Second, to further account for differences in the onset of the pandemic across departments, we use an approach similar to the one proposed by Desmet and Wacziarg [3]. We define the onset of the epidemic as the day in which the cumulated number of deaths per 100,000 inhabitants in a given department reaches a value of at least 10. After that, we consider, for each department, the cumulated number of deaths and discharged per 100,000 inhabitants 30 days after the onset. Notice that a few departments never reached the threshold during the time period under study. Hence, the number of observations for these regressions is equal to 69. These results are displayed in Tables 12 and 13. Again, our findings are not sensitive to the differential onset across departments in France.

Conclusions

This paper provides evidence on the impact of socio-economic inequality on COVID-19 deaths, hospitalizations, and the incidence in continental France. The key point of the paper is that inequality kills: a 1% increase in the Gini coefficient in a department relates to a 0.1% increase in the number of deaths or hospitalizations, controlling for other socio-demographic factors.

While other studies have analyzed the impact of the level of incomes, we find that it is rather the dispersion across incomes that generates a higher propensity of deaths and hospitalized patients. Moreover, districts with lower median incomes do not necessarily face higher inequality. Income and the Gini coefficient are in fact positively correlated, but there is sizable regional variation, and departments with high income and low inequality co-exist with low-income high-inequality departments.

Without further information on individual-level outcomes, we cannot further distinguish possible mechanisms at work, but some plausible explanations exist. Poorer individuals are more likely to have pre-existing conditions that are known co-morbidities or aggravating factors for the course of COVID-19, such as diabetes, obesity, cardio-vascular diseases etc. Additionally, poorer individuals are also more likely to be in jobs that cannot be safely distanced through tele-working, such as manufacturing, transportation and distribution, retail, etc. These are factors that lead to exposing the most vulnerable people to the virus relatively more. We hope that future work can study these mechanisms in more fine-grained detail.

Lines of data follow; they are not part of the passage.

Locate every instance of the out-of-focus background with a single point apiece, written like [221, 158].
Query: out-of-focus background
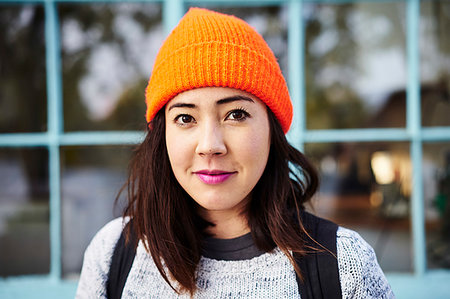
[370, 81]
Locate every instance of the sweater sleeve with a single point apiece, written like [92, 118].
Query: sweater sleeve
[359, 272]
[97, 260]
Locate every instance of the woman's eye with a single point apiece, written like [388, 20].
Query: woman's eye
[238, 115]
[184, 119]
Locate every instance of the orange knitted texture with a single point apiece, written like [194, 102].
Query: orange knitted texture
[212, 49]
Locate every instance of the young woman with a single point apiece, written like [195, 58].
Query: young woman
[214, 200]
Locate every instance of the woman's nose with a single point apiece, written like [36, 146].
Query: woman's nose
[210, 141]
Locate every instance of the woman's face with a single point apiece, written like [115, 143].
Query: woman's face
[218, 141]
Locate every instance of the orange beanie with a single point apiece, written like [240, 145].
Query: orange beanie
[212, 49]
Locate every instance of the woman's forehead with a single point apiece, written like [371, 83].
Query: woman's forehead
[212, 95]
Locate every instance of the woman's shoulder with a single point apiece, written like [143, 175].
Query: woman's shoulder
[97, 260]
[359, 271]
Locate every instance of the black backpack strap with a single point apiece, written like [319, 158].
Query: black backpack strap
[319, 268]
[121, 263]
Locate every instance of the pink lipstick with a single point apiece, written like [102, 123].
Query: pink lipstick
[213, 177]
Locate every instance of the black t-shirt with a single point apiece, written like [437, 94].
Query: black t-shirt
[240, 248]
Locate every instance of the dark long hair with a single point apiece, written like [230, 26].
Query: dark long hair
[165, 216]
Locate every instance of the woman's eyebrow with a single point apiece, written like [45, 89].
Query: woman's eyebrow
[219, 102]
[233, 99]
[181, 105]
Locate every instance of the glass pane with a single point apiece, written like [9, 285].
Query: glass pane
[367, 187]
[269, 21]
[91, 179]
[435, 62]
[355, 65]
[24, 212]
[436, 170]
[23, 105]
[108, 52]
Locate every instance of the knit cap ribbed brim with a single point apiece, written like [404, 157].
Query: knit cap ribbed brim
[209, 49]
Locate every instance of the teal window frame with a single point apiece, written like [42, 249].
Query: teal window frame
[421, 283]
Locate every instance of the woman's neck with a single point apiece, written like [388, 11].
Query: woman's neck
[226, 226]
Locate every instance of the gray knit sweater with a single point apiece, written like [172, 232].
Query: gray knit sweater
[269, 275]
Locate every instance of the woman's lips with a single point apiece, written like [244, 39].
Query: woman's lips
[213, 177]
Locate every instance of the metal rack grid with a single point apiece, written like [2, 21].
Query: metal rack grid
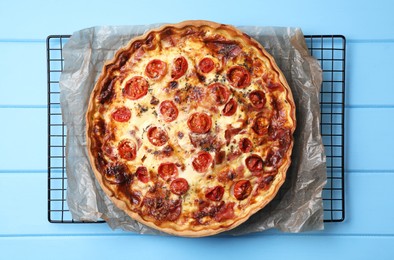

Our results have a key policy message. There is evidence that most crises are likely to further increase inequality, as relatively poorer people are less healthy, have more at-risk jobs, are credit constrained, are more at risk of losing their jobs for both micro and macro reasons, and have a less strong social network to fall back on. Temporary shocks, like COVID-19, tend to have permanent effects on this inequality, and can even have inter-generational consequences. The pandemic hits harder areas in socio-economic disadvantage today and will probably exacerbate disparities in the near future ([4]). This is what a British report also points out (Improvement Service [6], p. 3):

“People living in socio-economic disadvantage are more likely to be working in the low paying jobs which are keeping the country going in supermarkets, as cleaners, delivery drivers and home care workers, and a significant proportion of these low paid workers will be women. The four ‘Cs’ of cleaning, care, cashiering and catering, commonly seen as women’s work are now massively important, and those working in these areas are being exposed daily to the risk of contracting COVID-19.”

These findings call for the importance of targeted policy interventions that are aimed at helping individuals living in poor conditions, not only in absolute numbers, but relative to their peers in the same department. Moreover, such policies should consider interventions that help people structurally climb out of the poverty trap.